Maltz: Originalism and Partisan Gerrymandering: A Response to Professor Foley

The following is a guest post from Professor Earl Maltz of Rutgers Law:

 

In a recent series of blog posts drawn from a forthcoming article in the Georgia Law Review, Professor Edward B. Foley argues that a successful constitutional challenge to extreme political gerrymanders of congressional districts can be based on the original meaning of the Constitution.  Professor Foley contends that, even in the absence of federal statutes regulating such gerrymanders, by analogy to the dormant Commerce Clause, limitations on the actions of state governments can be inferred Article I, section four, which grants Congress the authority to establish the rules under which members of the House of Representatives are chosen.  Second, relying on what he describes as “structural originalism,” Professor Foley argues that “partisan gerrymandering of congressional districts contravenes Article I of the original Constitution insofar as those gerrymanders undermine the responsiveness to the will of the ‘People’ that biennial elections to the federal House of Representatives originally were designed to effectuate.”  However, despite a valiant effort, Professor Foley ultimately fails to demonstrate that the use of partisan gerrymanders is barred by the original meaning.

In making his argument, Professor Foley makes only passing reference to the most directly relevant constitutional provision—the part of Article I, section four, which provides that “[t]he Times, Places and Manner of holding Elections for….Representatives, shall be prescribed in each State by the Legislature thereof,” subject only to the proviso that “Congress may at any time by Law make or alter such regulations.”  The existence of this language undermines Professor Foley’s argument on a number of different levels.

First, the grant of power to the states renders the analogy to the dormant Commerce Clause completely inapposite.  Nothing in the Constitution speaks directly to the power of state governments to regulate interstate commerce.  Instead, dormant Commerce Clause arguments are based on the theory that the grant of power to Congress implicitly limits a preexisting state power.  By contrast, Article I, section four explicitly provides the state legislatures with the authority to prescribe the time, place and manner of congressional elections, and the fact that Congress is vested with the authority to override state laws on this subject does not even remotely suggests that state power is limited in the absence of federal legislation. (For reasons too long to explain in this format, Ex parte Siebold, which Professor Foley cites in support of this position, is in no way to the contrary).

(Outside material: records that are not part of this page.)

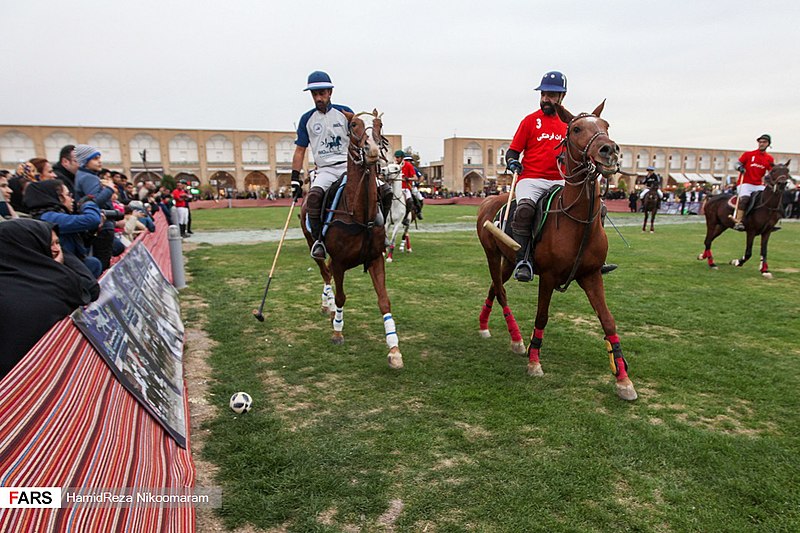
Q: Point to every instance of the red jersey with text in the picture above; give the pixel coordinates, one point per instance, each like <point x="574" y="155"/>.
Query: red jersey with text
<point x="409" y="173"/>
<point x="538" y="138"/>
<point x="756" y="164"/>
<point x="180" y="197"/>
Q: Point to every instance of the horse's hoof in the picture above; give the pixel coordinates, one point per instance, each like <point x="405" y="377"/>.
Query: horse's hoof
<point x="395" y="359"/>
<point x="625" y="390"/>
<point x="535" y="370"/>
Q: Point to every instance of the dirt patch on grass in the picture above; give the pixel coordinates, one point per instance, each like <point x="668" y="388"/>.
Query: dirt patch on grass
<point x="197" y="374"/>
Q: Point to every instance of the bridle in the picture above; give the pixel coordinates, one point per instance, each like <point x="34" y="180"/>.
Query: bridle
<point x="581" y="165"/>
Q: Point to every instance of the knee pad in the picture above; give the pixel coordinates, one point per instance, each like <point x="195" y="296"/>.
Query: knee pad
<point x="523" y="217"/>
<point x="314" y="200"/>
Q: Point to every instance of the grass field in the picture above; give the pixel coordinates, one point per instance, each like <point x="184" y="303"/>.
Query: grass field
<point x="462" y="439"/>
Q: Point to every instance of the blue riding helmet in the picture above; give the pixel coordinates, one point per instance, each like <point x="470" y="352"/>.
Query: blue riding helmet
<point x="318" y="80"/>
<point x="554" y="82"/>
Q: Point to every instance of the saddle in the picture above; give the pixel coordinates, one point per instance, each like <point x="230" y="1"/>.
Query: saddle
<point x="755" y="200"/>
<point x="330" y="201"/>
<point x="539" y="218"/>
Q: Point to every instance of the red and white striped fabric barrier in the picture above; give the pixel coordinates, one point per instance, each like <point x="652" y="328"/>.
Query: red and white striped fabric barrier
<point x="65" y="421"/>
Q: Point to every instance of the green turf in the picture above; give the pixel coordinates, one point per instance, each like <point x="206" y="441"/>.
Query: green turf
<point x="274" y="217"/>
<point x="464" y="438"/>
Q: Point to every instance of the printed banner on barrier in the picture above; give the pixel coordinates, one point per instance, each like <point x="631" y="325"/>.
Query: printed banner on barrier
<point x="136" y="326"/>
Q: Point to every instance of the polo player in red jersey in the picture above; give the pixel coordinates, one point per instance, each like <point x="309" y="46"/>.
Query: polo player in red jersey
<point x="754" y="165"/>
<point x="538" y="137"/>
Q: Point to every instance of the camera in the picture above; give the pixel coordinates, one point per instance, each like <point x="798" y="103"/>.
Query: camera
<point x="112" y="214"/>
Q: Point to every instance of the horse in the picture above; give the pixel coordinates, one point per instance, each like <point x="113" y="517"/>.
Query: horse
<point x="761" y="220"/>
<point x="573" y="244"/>
<point x="401" y="214"/>
<point x="353" y="238"/>
<point x="650" y="204"/>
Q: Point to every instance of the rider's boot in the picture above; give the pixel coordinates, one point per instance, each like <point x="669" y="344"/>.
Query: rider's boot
<point x="385" y="194"/>
<point x="740" y="210"/>
<point x="521" y="231"/>
<point x="314" y="202"/>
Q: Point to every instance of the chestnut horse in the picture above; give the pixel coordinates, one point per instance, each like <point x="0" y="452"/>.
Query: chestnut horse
<point x="353" y="238"/>
<point x="573" y="244"/>
<point x="650" y="204"/>
<point x="760" y="221"/>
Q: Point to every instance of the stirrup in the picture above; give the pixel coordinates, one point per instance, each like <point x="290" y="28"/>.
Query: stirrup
<point x="523" y="271"/>
<point x="608" y="267"/>
<point x="318" y="250"/>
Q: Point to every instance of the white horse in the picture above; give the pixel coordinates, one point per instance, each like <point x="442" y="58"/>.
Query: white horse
<point x="399" y="216"/>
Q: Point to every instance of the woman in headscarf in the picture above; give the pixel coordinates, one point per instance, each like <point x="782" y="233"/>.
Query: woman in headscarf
<point x="52" y="202"/>
<point x="40" y="286"/>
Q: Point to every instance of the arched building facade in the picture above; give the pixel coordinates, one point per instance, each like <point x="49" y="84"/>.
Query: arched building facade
<point x="245" y="161"/>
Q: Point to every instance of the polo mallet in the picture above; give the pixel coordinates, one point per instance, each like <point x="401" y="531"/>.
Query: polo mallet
<point x="258" y="313"/>
<point x="738" y="182"/>
<point x="499" y="233"/>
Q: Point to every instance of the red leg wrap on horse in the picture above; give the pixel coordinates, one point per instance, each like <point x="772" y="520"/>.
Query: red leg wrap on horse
<point x="511" y="323"/>
<point x="486" y="310"/>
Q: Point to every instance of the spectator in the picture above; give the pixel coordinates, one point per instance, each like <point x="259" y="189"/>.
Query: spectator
<point x="52" y="202"/>
<point x="26" y="173"/>
<point x="44" y="171"/>
<point x="88" y="183"/>
<point x="66" y="167"/>
<point x="6" y="211"/>
<point x="40" y="286"/>
<point x="181" y="198"/>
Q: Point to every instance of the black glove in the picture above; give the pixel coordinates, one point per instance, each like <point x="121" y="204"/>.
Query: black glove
<point x="297" y="185"/>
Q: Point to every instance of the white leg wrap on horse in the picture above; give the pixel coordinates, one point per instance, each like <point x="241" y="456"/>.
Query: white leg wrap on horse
<point x="327" y="298"/>
<point x="391" y="330"/>
<point x="338" y="319"/>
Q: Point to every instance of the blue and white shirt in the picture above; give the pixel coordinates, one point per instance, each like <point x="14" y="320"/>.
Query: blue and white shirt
<point x="326" y="133"/>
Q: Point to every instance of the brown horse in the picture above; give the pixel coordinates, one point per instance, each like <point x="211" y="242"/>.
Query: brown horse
<point x="760" y="221"/>
<point x="573" y="244"/>
<point x="650" y="204"/>
<point x="353" y="238"/>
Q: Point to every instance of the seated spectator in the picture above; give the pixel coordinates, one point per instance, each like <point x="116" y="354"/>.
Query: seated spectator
<point x="52" y="202"/>
<point x="40" y="286"/>
<point x="6" y="211"/>
<point x="144" y="216"/>
<point x="26" y="173"/>
<point x="44" y="170"/>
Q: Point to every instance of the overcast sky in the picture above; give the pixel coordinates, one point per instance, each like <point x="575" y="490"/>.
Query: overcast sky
<point x="706" y="74"/>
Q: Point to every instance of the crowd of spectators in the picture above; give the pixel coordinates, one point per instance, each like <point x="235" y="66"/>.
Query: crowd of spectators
<point x="60" y="225"/>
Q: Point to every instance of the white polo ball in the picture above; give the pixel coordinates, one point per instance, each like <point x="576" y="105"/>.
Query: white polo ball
<point x="241" y="402"/>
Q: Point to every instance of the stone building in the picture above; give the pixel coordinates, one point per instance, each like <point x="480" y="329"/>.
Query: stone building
<point x="242" y="160"/>
<point x="475" y="165"/>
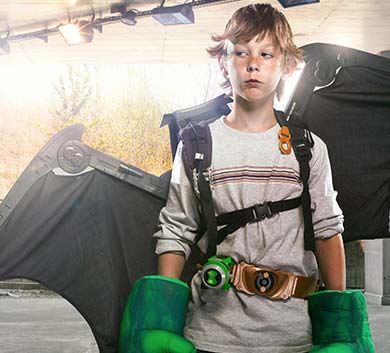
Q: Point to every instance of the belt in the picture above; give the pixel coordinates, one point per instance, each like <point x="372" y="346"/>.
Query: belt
<point x="274" y="284"/>
<point x="221" y="272"/>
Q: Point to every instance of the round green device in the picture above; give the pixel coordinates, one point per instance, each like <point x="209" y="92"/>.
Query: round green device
<point x="216" y="272"/>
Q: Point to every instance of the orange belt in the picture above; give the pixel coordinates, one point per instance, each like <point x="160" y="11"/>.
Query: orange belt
<point x="270" y="283"/>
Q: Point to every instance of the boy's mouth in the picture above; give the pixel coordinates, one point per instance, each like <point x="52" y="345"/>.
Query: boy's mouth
<point x="252" y="81"/>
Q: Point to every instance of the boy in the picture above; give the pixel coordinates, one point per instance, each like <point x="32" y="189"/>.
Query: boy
<point x="256" y="54"/>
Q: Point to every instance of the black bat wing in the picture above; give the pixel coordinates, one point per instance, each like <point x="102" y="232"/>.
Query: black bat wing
<point x="81" y="223"/>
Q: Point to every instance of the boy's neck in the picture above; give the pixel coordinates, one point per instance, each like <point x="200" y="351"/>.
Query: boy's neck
<point x="251" y="117"/>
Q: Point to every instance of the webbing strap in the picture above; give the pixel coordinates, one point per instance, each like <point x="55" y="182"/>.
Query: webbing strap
<point x="206" y="203"/>
<point x="239" y="218"/>
<point x="303" y="155"/>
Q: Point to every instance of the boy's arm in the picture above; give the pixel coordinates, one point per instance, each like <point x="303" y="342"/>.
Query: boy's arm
<point x="331" y="261"/>
<point x="171" y="264"/>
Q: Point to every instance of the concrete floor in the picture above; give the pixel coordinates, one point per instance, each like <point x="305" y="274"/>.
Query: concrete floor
<point x="49" y="324"/>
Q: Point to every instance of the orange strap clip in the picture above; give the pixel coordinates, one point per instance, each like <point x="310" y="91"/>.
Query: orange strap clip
<point x="284" y="140"/>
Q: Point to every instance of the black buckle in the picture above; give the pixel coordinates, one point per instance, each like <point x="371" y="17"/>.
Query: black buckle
<point x="261" y="211"/>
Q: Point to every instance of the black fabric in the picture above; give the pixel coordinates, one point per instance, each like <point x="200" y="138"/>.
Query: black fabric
<point x="88" y="238"/>
<point x="353" y="117"/>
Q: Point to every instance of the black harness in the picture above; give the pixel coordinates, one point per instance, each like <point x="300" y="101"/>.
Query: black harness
<point x="197" y="143"/>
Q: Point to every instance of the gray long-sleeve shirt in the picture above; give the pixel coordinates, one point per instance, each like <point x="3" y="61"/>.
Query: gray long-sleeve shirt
<point x="247" y="169"/>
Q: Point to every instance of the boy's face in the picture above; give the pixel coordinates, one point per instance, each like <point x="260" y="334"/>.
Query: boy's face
<point x="254" y="69"/>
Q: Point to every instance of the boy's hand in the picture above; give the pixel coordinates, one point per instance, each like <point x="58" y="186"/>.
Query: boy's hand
<point x="160" y="341"/>
<point x="154" y="317"/>
<point x="340" y="322"/>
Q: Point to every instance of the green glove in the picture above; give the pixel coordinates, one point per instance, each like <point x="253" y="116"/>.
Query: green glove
<point x="340" y="322"/>
<point x="154" y="317"/>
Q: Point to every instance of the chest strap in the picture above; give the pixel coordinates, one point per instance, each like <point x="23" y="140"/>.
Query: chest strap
<point x="239" y="218"/>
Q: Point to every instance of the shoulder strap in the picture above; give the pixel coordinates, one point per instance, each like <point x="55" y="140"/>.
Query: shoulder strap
<point x="302" y="142"/>
<point x="197" y="144"/>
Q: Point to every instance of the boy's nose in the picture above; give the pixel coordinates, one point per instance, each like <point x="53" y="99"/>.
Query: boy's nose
<point x="253" y="66"/>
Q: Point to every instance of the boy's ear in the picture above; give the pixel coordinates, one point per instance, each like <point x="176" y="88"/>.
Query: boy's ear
<point x="222" y="66"/>
<point x="289" y="70"/>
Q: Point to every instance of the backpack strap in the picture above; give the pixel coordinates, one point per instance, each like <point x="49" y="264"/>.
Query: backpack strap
<point x="302" y="142"/>
<point x="197" y="143"/>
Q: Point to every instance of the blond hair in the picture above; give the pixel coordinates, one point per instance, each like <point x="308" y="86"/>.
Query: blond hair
<point x="260" y="21"/>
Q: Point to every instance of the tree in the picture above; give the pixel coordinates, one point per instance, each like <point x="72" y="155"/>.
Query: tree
<point x="124" y="125"/>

Second, not only does the language of Article I, section four undermine the constitutional challenge to political gerrymanders on its face, but the most detailed discussion of this language at the Constitutional Convention is flatly inconsistent with Professor Foley’s argument.  At the convention, James Madison provided a detailed description of the extent of state power to regulate the time, place and manner of congressional elections after Charles Pinckney and John Rutledge of South Carolina moved to eliminate the power of Congress to alter those regulations.  In opposing the motion, Madison first observed that times, places and manner “were words of great latitude” and that “it was impossible to foresee all the abuses that might be made of [this] discretionary power.”  Moreover, Madison explicitly envisioned the possibility that “the inequality of the representation in the legislatures of particular states would produce a like inequality in their representation in the national legislature, as it was presumable that the counties having the power in the former case would secure it to themselves in the latter.”  For this reason, he argued, it was necessary for Congress to have the power to override state regulations that it deemed inappropriate.

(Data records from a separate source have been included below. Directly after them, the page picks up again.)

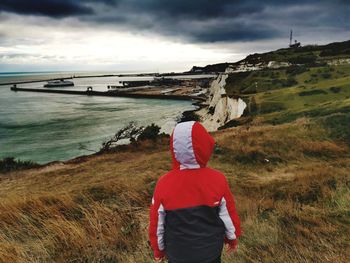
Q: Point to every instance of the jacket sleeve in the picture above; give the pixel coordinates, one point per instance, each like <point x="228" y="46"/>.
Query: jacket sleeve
<point x="228" y="214"/>
<point x="156" y="226"/>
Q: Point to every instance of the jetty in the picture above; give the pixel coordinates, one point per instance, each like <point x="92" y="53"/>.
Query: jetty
<point x="90" y="92"/>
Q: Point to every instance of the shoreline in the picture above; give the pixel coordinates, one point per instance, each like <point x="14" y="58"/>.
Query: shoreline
<point x="104" y="76"/>
<point x="110" y="94"/>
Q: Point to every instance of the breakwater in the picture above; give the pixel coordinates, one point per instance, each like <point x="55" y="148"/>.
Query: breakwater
<point x="91" y="92"/>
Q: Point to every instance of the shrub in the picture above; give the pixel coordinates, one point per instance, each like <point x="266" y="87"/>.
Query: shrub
<point x="312" y="92"/>
<point x="303" y="59"/>
<point x="335" y="89"/>
<point x="295" y="70"/>
<point x="129" y="132"/>
<point x="149" y="133"/>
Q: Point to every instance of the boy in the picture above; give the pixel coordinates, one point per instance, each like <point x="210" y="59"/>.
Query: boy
<point x="193" y="211"/>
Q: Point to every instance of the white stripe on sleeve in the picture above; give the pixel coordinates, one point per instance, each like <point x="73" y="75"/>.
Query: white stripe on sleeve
<point x="160" y="227"/>
<point x="225" y="217"/>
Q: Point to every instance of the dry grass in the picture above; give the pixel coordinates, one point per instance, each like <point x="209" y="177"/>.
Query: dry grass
<point x="290" y="181"/>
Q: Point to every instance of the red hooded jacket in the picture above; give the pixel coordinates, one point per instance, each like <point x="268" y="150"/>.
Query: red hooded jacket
<point x="192" y="209"/>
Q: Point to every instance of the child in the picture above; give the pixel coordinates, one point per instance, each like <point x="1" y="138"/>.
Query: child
<point x="193" y="210"/>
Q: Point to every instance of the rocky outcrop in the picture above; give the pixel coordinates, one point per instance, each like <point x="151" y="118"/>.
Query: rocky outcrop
<point x="220" y="108"/>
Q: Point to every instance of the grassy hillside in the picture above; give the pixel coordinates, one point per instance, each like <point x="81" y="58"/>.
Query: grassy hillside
<point x="290" y="180"/>
<point x="288" y="169"/>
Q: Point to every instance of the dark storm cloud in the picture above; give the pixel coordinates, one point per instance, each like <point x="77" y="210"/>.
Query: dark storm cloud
<point x="197" y="20"/>
<point x="52" y="8"/>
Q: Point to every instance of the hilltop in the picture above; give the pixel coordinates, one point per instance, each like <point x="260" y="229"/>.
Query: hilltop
<point x="287" y="161"/>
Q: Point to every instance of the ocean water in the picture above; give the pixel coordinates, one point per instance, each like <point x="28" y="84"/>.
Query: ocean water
<point x="47" y="127"/>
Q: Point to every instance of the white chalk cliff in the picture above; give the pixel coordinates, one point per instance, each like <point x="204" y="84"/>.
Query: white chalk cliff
<point x="221" y="108"/>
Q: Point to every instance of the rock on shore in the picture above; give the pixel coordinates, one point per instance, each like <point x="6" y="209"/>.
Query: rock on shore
<point x="220" y="108"/>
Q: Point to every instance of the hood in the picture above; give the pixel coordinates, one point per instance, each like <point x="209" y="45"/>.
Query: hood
<point x="191" y="146"/>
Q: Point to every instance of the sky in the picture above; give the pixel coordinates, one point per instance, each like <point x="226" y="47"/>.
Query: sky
<point x="157" y="35"/>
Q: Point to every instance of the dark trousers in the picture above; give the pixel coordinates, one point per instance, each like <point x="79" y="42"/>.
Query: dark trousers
<point x="218" y="260"/>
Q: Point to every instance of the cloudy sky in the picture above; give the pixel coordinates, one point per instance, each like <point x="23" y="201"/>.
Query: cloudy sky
<point x="157" y="35"/>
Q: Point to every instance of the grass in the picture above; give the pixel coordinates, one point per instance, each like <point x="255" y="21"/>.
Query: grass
<point x="287" y="162"/>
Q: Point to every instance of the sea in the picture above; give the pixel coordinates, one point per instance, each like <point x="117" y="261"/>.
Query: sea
<point x="44" y="127"/>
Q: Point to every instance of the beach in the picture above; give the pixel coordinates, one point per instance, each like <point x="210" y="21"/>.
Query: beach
<point x="45" y="127"/>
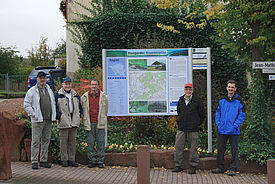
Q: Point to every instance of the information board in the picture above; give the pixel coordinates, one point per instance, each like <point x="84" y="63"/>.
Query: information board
<point x="145" y="81"/>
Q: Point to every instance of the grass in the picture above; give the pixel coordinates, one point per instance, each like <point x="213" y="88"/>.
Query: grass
<point x="11" y="94"/>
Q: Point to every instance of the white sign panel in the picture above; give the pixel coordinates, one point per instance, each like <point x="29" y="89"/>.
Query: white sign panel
<point x="199" y="50"/>
<point x="142" y="82"/>
<point x="263" y="64"/>
<point x="269" y="70"/>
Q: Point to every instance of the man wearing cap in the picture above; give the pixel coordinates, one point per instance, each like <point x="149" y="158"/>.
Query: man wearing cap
<point x="95" y="107"/>
<point x="68" y="110"/>
<point x="191" y="113"/>
<point x="39" y="103"/>
<point x="230" y="114"/>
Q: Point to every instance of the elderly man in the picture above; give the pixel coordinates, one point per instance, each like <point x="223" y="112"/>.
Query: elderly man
<point x="39" y="103"/>
<point x="68" y="109"/>
<point x="95" y="108"/>
<point x="191" y="113"/>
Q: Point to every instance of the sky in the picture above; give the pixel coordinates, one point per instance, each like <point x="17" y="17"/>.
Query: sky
<point x="24" y="22"/>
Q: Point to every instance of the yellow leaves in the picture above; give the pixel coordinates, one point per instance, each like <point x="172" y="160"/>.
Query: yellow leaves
<point x="191" y="25"/>
<point x="167" y="28"/>
<point x="214" y="11"/>
<point x="165" y="4"/>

The import of Madison’s analysis could hardly be clearer.  In his view, the Time, Place and Manner Clause by its terms vested the state governments with the authority to adopt whatever systems they choose for the selection of representatives (subject, of course to the specific requirements of Article I).  He conceded that, at times, states might abuse this authority.  However, Madison implicitly indicated that the power to remedy the problem would lie only with Congress.  In the absence of congressional action, in Madison’s world the federal courts would have no role to play in policing the state apportionment statutes–not because apportionment issues raise political questions, but rather because, in substantive terms, in passing such statutes the states are exercising a power granted to them by the Constitution itself.

Of course, nothing in the foregoing should be taken to suggest that radical partisan gerrymanders are in any sense a good thing.  Moreover, one can fashion a plausible constitutional challenge to such gerrymanders from the principles embodied in decisions such as Reynolds v. Sims and Wesberry v. Sanders.  But to suggest that such a challenge would draw any support for the original meaning of the Constitution is simply wrong.